専門委員会成果物

EPOが欧州の大学および公的研究機関の特許の活用状況を公表

 11月24日,欧州特許庁(EPO)は欧州の大学および公的研究機関の特許の活用状況に関する研究結果(“Valorisation of scientific results-Patent commercialisation scoreboard:European universities and public research organisations”)を発表した1)。

 【調査対象・期間】
 調査対象は,2007年から2018年の間に欧州特許庁に特許出願された欧州の大学および公的研究機関が出願人の発明(特許出願又は登録特許)のうち650件である。650件の内訳は係属中が446件,登録特許が204件である。調査は2019年上期に行われた2)。

 【調査結果】
 調査対象の発明のうち,3分の1以上(36%)が既に商業的に活用されており,残りの42%も活用予定があることが分かった。
 最も利用されている活用方法はライセンス供与であり,その割合は商業的な活用の70%を占めた。ライセンス供与に続く活用方法は,研究開発協力(14%),特許権の売却(9%)であった。
 このうちライセンス供与および売却が占める割合は,公的研究機関より大学の方が高かった。また,ライセンス供与を行っている大学および公的研究機関の割合を地域別にみると,北欧および西欧(ドイツを除く)が85%であり,南欧および東欧(72%),ドイツ(51%)よりも高かった。ドイツはライセンス供与が少ない一方で,特許権の売却は15%と,北欧および西欧(ドイツを除く)の6%,南欧および東欧の3%に対して高かった。
 既に商業的に活用された発明の協業相手の内訳は,中小企業が41%,大企業が39%とほぼ同じであった。一方,活用予定がある発明の協業相手の内訳は,中小企業が49%,大企業が30%と,既に商業的に活用された発明と比較して差があった。
 既に商業的に活用された発明の協業相手の内訳を協業相手の地域別にみると,大学および公的研究機関と協業相手が同じ国である割合が74%と高かった。続いて,他の欧州国が27%,北米が6%,アジアが2%だった。既に商業的に活用されている発明に関し,大学および公的研究機関と協業相手とが同じ国である割合は,ドイツが84%と最も高く,北欧および西欧(ドイツを除く)が73%,南欧および東欧が54%であった。この結果は,南欧および東欧諸国にある大学および公的研究機関は,同じ国において商業化に向けた協業相手を見つけにくく,他の欧州諸国に協業相手を求めている現状を反映しているものである。

 【調査結果から見えた課題】
 研究結果では,発明の3分の2がまだ商業的に活用されていない理由についても言及している。その理由は,開発中である(63%),商業的機会を得られなかった(55%),協業相手が見つからなかった(38%),リソース不足(25%)といった順であった。

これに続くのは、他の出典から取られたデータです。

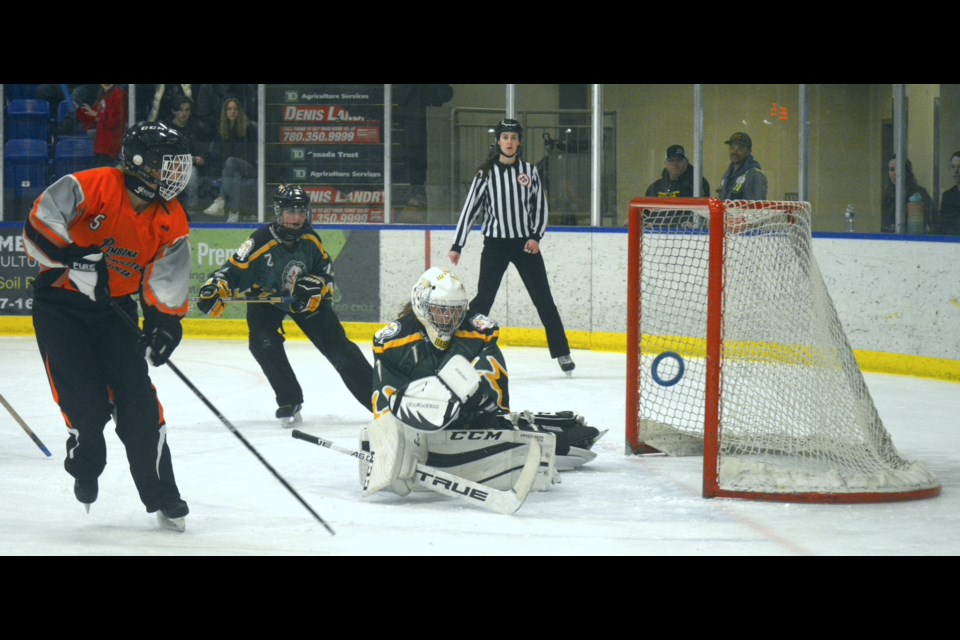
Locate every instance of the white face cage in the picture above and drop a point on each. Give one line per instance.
(440, 303)
(175, 174)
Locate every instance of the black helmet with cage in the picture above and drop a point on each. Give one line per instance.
(156, 158)
(293, 198)
(508, 124)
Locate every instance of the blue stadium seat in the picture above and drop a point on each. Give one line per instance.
(72, 155)
(19, 91)
(28, 119)
(26, 173)
(64, 109)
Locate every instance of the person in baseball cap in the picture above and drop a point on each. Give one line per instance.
(743, 179)
(676, 180)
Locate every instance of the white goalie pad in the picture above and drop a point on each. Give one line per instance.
(493, 457)
(397, 449)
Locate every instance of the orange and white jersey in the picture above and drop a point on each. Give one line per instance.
(147, 252)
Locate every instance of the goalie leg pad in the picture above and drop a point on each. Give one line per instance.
(397, 450)
(494, 457)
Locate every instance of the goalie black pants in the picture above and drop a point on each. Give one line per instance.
(497, 255)
(93, 364)
(324, 330)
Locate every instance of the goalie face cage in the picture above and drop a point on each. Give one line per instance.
(735, 351)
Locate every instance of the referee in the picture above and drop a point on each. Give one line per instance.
(507, 192)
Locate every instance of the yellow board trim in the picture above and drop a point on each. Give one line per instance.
(363, 332)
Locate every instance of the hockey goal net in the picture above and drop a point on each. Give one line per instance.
(735, 352)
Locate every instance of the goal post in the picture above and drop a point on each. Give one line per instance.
(735, 352)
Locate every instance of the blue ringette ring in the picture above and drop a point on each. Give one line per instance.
(656, 363)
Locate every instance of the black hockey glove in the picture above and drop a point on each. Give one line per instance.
(161, 335)
(211, 296)
(309, 293)
(88, 272)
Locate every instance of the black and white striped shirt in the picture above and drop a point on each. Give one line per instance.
(512, 201)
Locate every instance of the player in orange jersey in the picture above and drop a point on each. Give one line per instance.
(100, 237)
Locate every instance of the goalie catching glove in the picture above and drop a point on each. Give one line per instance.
(211, 296)
(434, 402)
(309, 292)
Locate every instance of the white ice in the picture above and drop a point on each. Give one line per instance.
(616, 505)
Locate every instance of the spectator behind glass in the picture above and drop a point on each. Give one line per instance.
(235, 155)
(108, 119)
(949, 222)
(208, 101)
(198, 139)
(676, 180)
(888, 206)
(743, 179)
(163, 97)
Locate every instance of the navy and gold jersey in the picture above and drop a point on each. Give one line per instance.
(265, 266)
(402, 353)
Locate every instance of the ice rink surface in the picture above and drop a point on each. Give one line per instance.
(615, 505)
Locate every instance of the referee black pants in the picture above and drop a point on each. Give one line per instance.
(497, 254)
(324, 330)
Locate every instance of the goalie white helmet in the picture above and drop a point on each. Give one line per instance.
(440, 303)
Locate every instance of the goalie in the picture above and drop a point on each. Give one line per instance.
(441, 398)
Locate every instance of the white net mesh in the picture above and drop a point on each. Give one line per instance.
(795, 414)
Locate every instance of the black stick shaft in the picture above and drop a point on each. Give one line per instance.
(232, 428)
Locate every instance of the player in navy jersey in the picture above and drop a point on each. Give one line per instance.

協業相手が見つけられなかった,リソース不足の2つは南欧および東欧の国々にとって特に深刻である,と言及している。

注 記

  1. New EPO study:European patents preferred tool for the commercialisation of inventions developed by Europe’s universities and public research organisations(2020年11月24日)
    https://www.epo.org/news-events/news/2020/20201124.html
  2. 報告書詳細
    http://documents.epo.org/projects/babylon/eponet.nsf/0/f90b78b96b1043b5c1258626006cce35/$FILE/Valorisation_of_scientific_results_en.pdf

(参照日:2020年12月18日)

(林 潤平)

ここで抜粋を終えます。